Sabtu, 11 Oktober 2014

YAKARIR



 YAKARIR Menuntut Hak Pengembalian Lahan Di Huta Bendo
·         Pemerintah Diminta Revisi HGU PT. SMA, dan BPN Simalungun Segera Terbitkan Sertipikat Hak 
 Pemkab Simalungun Harus Mengatur Teknis Pengembalian (The Government Good)
         
               Batubara, (TO) – Perjuangan panjang Yayasan Karya Inti Rakyat (Yakarir) dalam menuntut hak pengembalian lahan mereka harusnya sudah berakhir. Pasalnya barisan masyarakat dari sejumlah kelompok tani melalui YAKARIR ini sudah terlalu lama menantikan I’tikad baik maupun win-win solution dari pihak PT. Supra Matra Abadi (PT. SMA) maupun dari pihak pemerintah sendiri melalui Kantor Badan Pertanahan Nasional (BPN) Kabupaten Simalungun.   
              Kepada wartawan, pengurus perjuangan YAKARIR Sudarnoto, SE mengatakan bahwa YAKARIR menuntut hak pengembalian terhadap lahan mereka yang telah dikuasai alias diserobot lebih dari 45 tahun oleh perusahaan perkebunan PT. SMA seluas 164,73 Hektar yang terletak di Huta Bendo Nagori Dusun Ulu Kecamatan Ujung Padang Kabupeten Simalungun.
              Menurut Noto, setelah menjalani proses perjuangan yang sangat panjang dan cukup lama ini sebenarnya sudah tidak ada alasan dalam bentuk apapun lagi bagi PT.SMA untuk tidak mengembalikan lahan yang telah mereka kuasai selama puluhan tahun tersebut kepada YAKARIR selaku pemegang kuasa ahli waris keluarga Tuan Cinta Sinaga sebagai pemilik lahan tersebut. Sebab secara administrasi berdasarkan dokumen pendukung yang ada YAKARIR telah mengantongi bukti-bukti kepemilikan lahan tersebut termasuk data-data dalam bentuk pernyataan pengakuan dari PT. SMA sendiri  maupun dokumen hasil-hasil pertemuan, laporan, dan surat-surat rekomendasi mengenai pelepasan tanah tersebut mulai dari pihak pemerintah daerah kabupaten Asahan dan Simalungun, pemerintah Propinsi Sumatera Utara, demikian juga dari pihak legislatif DPRD Asahan, DPRD Simalungun, DPRD Sumatera Utara, serta instansi terkait masalah pertanahan BPN Asahan, Simalungun, dan Sumatera Utara.
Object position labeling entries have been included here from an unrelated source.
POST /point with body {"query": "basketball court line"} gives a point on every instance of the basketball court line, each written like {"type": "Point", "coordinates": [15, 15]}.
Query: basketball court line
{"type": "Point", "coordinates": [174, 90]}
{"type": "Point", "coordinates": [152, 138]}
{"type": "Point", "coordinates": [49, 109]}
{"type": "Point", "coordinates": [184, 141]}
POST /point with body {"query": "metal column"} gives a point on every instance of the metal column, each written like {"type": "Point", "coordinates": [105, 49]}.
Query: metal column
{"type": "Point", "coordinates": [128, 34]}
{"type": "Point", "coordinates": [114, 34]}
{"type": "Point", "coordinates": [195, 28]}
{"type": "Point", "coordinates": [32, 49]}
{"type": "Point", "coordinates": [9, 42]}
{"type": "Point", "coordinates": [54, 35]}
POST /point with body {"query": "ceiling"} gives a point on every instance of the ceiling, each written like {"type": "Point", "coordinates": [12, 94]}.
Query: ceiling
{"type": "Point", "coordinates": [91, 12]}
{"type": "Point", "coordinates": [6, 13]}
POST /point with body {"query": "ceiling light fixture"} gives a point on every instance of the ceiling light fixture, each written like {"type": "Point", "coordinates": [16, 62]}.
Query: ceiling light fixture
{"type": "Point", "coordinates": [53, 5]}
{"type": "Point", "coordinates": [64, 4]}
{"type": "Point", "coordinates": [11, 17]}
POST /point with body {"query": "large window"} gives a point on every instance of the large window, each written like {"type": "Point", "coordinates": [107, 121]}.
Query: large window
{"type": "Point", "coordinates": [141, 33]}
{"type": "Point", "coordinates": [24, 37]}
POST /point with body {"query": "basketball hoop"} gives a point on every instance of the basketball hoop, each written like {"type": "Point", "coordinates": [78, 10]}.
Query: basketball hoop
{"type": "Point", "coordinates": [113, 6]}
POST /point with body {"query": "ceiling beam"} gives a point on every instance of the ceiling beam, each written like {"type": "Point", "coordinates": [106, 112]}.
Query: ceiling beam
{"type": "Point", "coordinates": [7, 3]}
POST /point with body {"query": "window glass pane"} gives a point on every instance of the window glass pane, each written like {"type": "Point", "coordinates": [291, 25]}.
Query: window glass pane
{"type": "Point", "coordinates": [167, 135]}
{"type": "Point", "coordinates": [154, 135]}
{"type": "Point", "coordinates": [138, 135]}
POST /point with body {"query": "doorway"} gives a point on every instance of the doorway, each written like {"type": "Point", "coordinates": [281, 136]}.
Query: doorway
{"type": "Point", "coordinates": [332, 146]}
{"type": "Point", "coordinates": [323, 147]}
              Lebih lanjut Noto memaparkan bahwa, tanah warisan Tuan Cinta Sinaga yang terletak di Huta Bendo Nagori Dusun Ulu Kecamatan Ujung Padang d/h Kecamatan Bosar Maligas Kabupaten Simalungun seluas 164,73 hektar adalah syah berdasarkan pembukaan perkampungan sekaligus partuanon yang mengurus dan menguasai tanah tersebut secara turun temurun sejak jaman pemerintahan Kerajaan di Pematang Tanoh Jawa Simalungun. Kemudian tanah tersebut dipinjam pakai kepada seseorang berkebangsaan Swiss bernama Mr.Deck Lerk atas persetujuan pengetua adat dan pemilik tanah yang masa pemakaiannya untuk jangka waktu 20 tahun (1941-1963). Pada tahun 1954 diambil alih oleh Pemerintah RI dimana penguasaannya dipegang oleh PP. Dwikora II. Kemudian berdasarkan Agrement antara Pemerintah RI dengan NV. The Tanah Datar Rubber Estate tanggal 11 Mei 1968 Perkebunan Tanah Datar seluas 1.956 hektar terletak di kecamatan Talawi saat itu masih Kabupaten Asahan dikembalikan kepada PT.PP. Tanah Datar Indonesia. Dan dengan naskah serah terima No.01/KPTS/32/1968 tanggal 15 Mei 1968 Pemerintah RI menyerahkan Perkebunan Tanah Datar kepada PT. Happines NV.Oriental Tyre Product (selaku kuasa dari dan atas nama PT.PP. Tanah Datar). Kemudian sejak tanggal 27 Mei 1986 hingga saat ini beralih penguasaannya kepada PT. SMA berdasarkan Hak Guna Usaha (HGU) yang dikeluarkan oleh BPN kabupaten Asahan dengan Surat Keputusan Menteri Dalam Negeri No.24/HGU/1986 tanggal 17 Mei 1986 seluas 1.061 hektar yang berlokasi di desa Tanah Datar/Petatal kecamatan Talawi kabupaten Asahan. Sementara seluas 164,73 hektar berada di kabupaten Simalungun.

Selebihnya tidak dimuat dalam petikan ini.